Entry requirements for courses can change. Always contact the college, university or training provider to check exactly what you'll need.


Many courses and employers will require qualifications at SCQF levels 4 to 6.

You would need relevant work-based experience and qualifications such as: 

  • a Scottish Vocational Qualification in Electrical Installation (SVQ level 3) or Certificate in Technical Theatre Support: Sound, Light and Stage (QCF level 2/3).
  • a National Certificate (SCFQ level 6), Higher National Certificate (SCQF level 7), Higher National Diploma (SCQF level 8) or degree (SCQF level 9/10) in Technical Theatre or Production Technology.

You can enter some Technical Theatre National Certificate or National Qualification courses (SCQF 2-6) with no formal qualifications but most courses ask for National 4/5 qualifications (SCQF level 4/5).

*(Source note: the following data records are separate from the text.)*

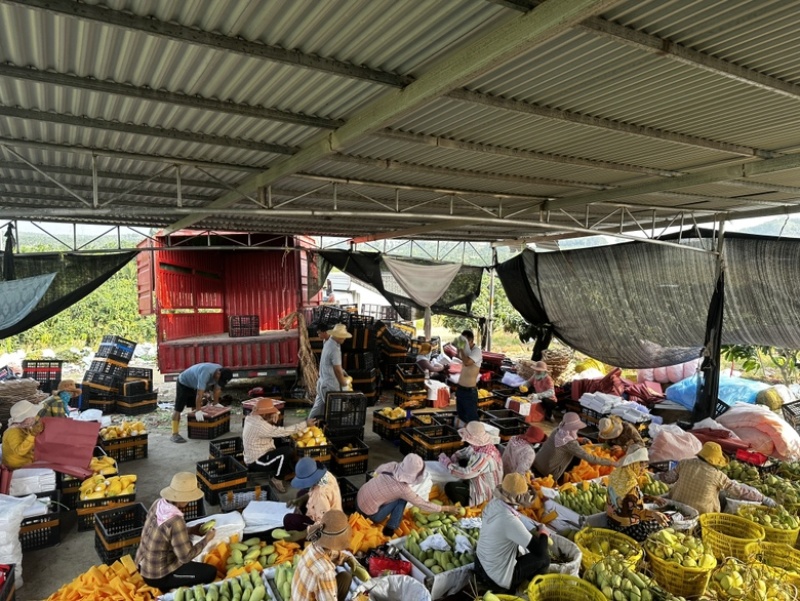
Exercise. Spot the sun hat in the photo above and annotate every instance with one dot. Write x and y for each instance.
(264, 406)
(335, 532)
(182, 489)
(610, 427)
(68, 386)
(475, 434)
(635, 454)
(339, 331)
(712, 454)
(571, 421)
(307, 473)
(22, 410)
(534, 434)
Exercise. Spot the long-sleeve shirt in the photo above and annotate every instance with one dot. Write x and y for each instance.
(323, 496)
(518, 456)
(698, 485)
(165, 548)
(315, 576)
(554, 460)
(384, 489)
(258, 436)
(484, 470)
(18, 446)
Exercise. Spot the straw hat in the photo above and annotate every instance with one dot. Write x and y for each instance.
(335, 533)
(610, 427)
(712, 454)
(264, 406)
(339, 331)
(307, 473)
(534, 435)
(182, 489)
(22, 410)
(475, 434)
(68, 386)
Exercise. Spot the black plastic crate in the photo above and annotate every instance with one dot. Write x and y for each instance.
(140, 372)
(125, 449)
(87, 509)
(227, 446)
(349, 492)
(352, 462)
(345, 409)
(236, 500)
(219, 475)
(118, 531)
(42, 531)
(44, 371)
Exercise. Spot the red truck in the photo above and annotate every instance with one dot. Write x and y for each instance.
(204, 286)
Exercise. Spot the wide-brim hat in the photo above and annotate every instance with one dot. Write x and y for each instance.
(335, 533)
(68, 386)
(534, 435)
(182, 489)
(475, 434)
(610, 427)
(339, 331)
(571, 421)
(22, 410)
(265, 406)
(307, 473)
(712, 453)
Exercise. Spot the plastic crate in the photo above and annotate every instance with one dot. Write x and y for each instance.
(345, 409)
(125, 449)
(8, 590)
(46, 372)
(87, 509)
(117, 532)
(227, 446)
(236, 500)
(210, 427)
(220, 475)
(42, 531)
(350, 463)
(137, 404)
(349, 491)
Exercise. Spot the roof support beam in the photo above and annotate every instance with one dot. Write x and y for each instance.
(530, 108)
(174, 31)
(477, 57)
(143, 130)
(710, 176)
(176, 98)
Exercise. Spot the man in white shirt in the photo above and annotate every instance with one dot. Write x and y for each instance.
(467, 392)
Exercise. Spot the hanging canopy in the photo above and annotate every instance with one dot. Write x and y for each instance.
(641, 305)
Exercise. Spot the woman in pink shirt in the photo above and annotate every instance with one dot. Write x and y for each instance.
(389, 491)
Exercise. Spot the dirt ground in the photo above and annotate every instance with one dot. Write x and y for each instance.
(46, 570)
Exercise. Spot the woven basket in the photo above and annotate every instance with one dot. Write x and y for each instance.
(562, 587)
(771, 535)
(587, 536)
(727, 535)
(678, 580)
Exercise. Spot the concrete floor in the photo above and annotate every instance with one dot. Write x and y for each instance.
(46, 570)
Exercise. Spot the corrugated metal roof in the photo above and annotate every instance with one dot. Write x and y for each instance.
(586, 109)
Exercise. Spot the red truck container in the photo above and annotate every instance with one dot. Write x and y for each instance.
(194, 282)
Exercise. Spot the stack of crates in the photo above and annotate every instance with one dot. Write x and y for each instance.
(106, 376)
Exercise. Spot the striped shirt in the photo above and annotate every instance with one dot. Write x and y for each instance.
(258, 436)
(484, 471)
(314, 577)
(383, 489)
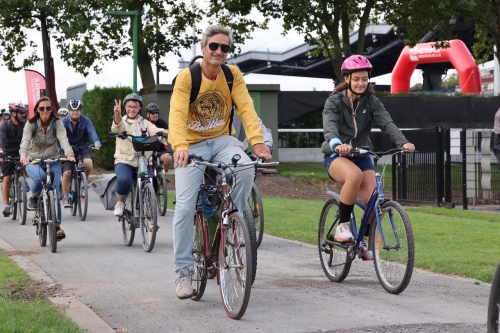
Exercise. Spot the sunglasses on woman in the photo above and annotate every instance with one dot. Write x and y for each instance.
(214, 46)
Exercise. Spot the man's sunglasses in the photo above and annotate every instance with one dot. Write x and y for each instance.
(214, 46)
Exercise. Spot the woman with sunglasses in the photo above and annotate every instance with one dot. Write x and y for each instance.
(44, 144)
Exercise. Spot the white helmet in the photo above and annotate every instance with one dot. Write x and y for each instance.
(62, 112)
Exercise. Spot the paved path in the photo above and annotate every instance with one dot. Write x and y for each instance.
(133, 291)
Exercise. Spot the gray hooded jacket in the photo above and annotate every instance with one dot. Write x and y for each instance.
(339, 121)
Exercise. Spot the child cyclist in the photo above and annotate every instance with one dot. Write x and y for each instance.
(348, 117)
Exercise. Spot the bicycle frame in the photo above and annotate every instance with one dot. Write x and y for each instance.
(372, 208)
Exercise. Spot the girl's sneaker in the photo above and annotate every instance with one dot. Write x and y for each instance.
(367, 255)
(343, 233)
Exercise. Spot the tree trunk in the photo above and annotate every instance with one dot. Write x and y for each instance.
(46, 52)
(143, 59)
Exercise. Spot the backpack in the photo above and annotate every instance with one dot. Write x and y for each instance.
(54, 131)
(195, 70)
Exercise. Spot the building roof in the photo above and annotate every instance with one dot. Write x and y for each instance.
(382, 47)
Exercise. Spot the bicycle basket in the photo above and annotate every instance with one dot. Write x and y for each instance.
(151, 143)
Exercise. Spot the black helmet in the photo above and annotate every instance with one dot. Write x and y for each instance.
(75, 104)
(16, 107)
(132, 97)
(152, 107)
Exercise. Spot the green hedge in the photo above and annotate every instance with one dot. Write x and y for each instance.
(98, 106)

You can enter Higher National Certificate (SCQF level 7) or Higher National Diploma courses (SCQF level 8) with National 4/5 qualifications and one to two Highers or equivalent qualifications.

Entry to a degree (SCQF level 9/10) usually requires National 5 qualifications and a minimum of three Highers or a relevant HNC/HND. 

Useful subjects

  • Maths (required by many courses and employer)
  • Science subjects, in particular physics (required by many courses and employer)
  • English
  • Technologies such as engineering science
  • Photography
  • Media
  • Drama 

Helpful to have

Qualifications and experience working with lighting or similar technologies within photography, drama or film.

The Association of British Theatre Technicians (ABTT) runs special courses that may be very helpful.